If you’re like me and have missed fried foods, and if you’ve realized that the only way to replicate restaurant flavor is to make them yourself, you’re in luck.

Below you’ll find our homemade recipe—perfected over three years—straight from our kitchen to yours. We’ve also included a list of ingredients and where to buy them (we’re VERY particular about our breadcrumbs).

Enjoy!

Triple Battered Chicken Tenders & Fresh Cut Fries

Prep Time 25 minutes
Cook Time 40 minutes
Course Main Course
Cuisine American
Servings 6

Ingredients
  

  • 2 Whole Chicken Breasts

Chicken Tender Batter

  • 2 cups Aleia's Italian Bread Crumbs GF
  • 2 cups Powdered Parmesan
  • Salt and Pepper to taste
  • 2 cups King Arthur's GF Bread Flour
  • 3 Eggs

Fresh Cut Fries

  • 6 Russet Potatoes
  • 4-5 cups Canola Oil (or enough oil to fill the bottom of a pot or pan)

Instructions
 

Step 1: Prep the Breading Stations

    Station 1 – Seasoned Flour:

    • In a shallow bowl, combine King Arthur Gluten-Free Flour with a generous pinch of salt, pepper, and any optional seasonings you like (e.g., 1 tsp garlic powder, ½ tsp paprika).

    Station 2 – Eggs:

    • Crack the eggs into a second shallow bowl and beat until smooth.

    Station 3 – Breadcrumb Mix:

    Step 2: The Triple Battering Process

    • You’ll coat each tender three times using this pattern: Flour → Egg → Flour → Egg → Breadcrumbs.
    • Pat the chicken tenders dry with paper towels.
    • Coat in seasoned flour, pressing lightly so it sticks.
    • Dip into beaten egg, coating fully.
    • Repeat: back into the flour, then into the egg again.
    • Press into breadcrumb-Parmesan mixture, making sure every side is well coated.
    • Place each finished tender on a baking sheet or plate.

    Step 3: Chill (Optional but Recommended)

    • Let the breaded tenders rest in the fridge for 15–30 minutes.
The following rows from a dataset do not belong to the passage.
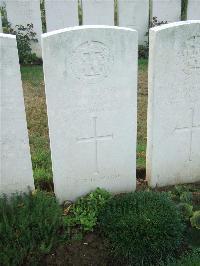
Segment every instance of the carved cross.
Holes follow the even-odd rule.
[[[112,140],[113,139],[113,134],[110,135],[104,135],[104,136],[99,136],[97,134],[97,117],[93,117],[93,130],[94,130],[94,135],[92,137],[87,137],[87,138],[77,138],[78,143],[82,142],[94,142],[94,164],[95,164],[95,174],[99,173],[99,165],[98,165],[98,142],[99,141],[104,141],[104,140]]]

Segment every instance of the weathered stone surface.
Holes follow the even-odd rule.
[[[78,0],[45,1],[47,31],[78,26]]]
[[[200,20],[200,1],[188,0],[187,19]]]
[[[114,25],[114,0],[82,0],[83,25]]]
[[[151,0],[151,15],[158,21],[175,22],[181,19],[181,0]]]
[[[43,35],[55,193],[136,186],[137,32],[84,26]]]
[[[139,44],[144,45],[149,25],[149,0],[118,0],[118,23],[137,30]]]
[[[0,34],[0,194],[34,188],[15,36]]]
[[[200,181],[200,21],[150,30],[147,177]]]
[[[16,25],[27,26],[33,24],[33,31],[37,34],[38,42],[32,42],[32,50],[41,57],[42,23],[40,13],[40,0],[6,0],[8,21],[14,28]]]

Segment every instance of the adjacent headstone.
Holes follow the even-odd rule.
[[[200,19],[200,0],[188,0],[187,19]]]
[[[82,0],[83,25],[114,25],[114,0]]]
[[[150,30],[147,178],[200,181],[200,20]]]
[[[41,57],[42,23],[40,13],[40,0],[6,0],[8,21],[15,28],[16,25],[27,26],[33,24],[33,31],[37,34],[38,42],[32,43],[32,50]]]
[[[158,21],[179,21],[181,0],[151,0],[151,16],[157,17]]]
[[[0,33],[0,194],[34,188],[15,36]]]
[[[42,46],[57,197],[133,191],[137,32],[75,27],[44,34]]]
[[[1,14],[0,14],[0,32],[3,32]]]
[[[78,26],[78,0],[45,1],[47,31]]]
[[[144,45],[149,25],[149,0],[118,0],[118,23],[137,30],[139,44]]]

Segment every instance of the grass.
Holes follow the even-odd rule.
[[[52,167],[42,66],[22,66],[31,157],[36,187],[52,190]],[[145,168],[147,60],[139,60],[137,167]]]
[[[2,266],[38,265],[61,240],[62,208],[51,193],[0,197],[0,213]]]
[[[21,73],[35,185],[52,190],[51,153],[42,66],[23,66]]]
[[[148,61],[139,60],[138,67],[138,123],[137,123],[137,168],[146,167],[147,141],[147,96],[148,96]]]

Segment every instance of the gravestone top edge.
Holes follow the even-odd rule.
[[[136,30],[131,29],[131,28],[126,28],[126,27],[107,26],[107,25],[85,25],[85,26],[67,27],[67,28],[60,29],[60,30],[50,31],[50,32],[42,34],[41,36],[42,38],[46,38],[46,37],[64,33],[64,32],[81,31],[84,29],[113,29],[113,30],[120,30],[120,31],[124,30],[124,31],[137,33]]]
[[[0,33],[0,38],[16,39],[15,35]]]
[[[161,26],[153,27],[150,29],[150,31],[151,32],[158,32],[158,31],[170,29],[173,27],[191,25],[191,24],[200,24],[200,20],[186,20],[186,21],[172,22],[172,23],[161,25]]]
This helps the coating adhere better when frying.

    Step 4: Fry

    • Heat about ½ inch of oil in a skillet over medium-high heat until shimmering (about 350°F if using a thermometer).
    • Fry tenders in batches for 3–4 minutes per side, or until golden brown and cooked through (internal temp: 165°F).
    • Transfer to a paper towel-lined plate or wire rack to drain.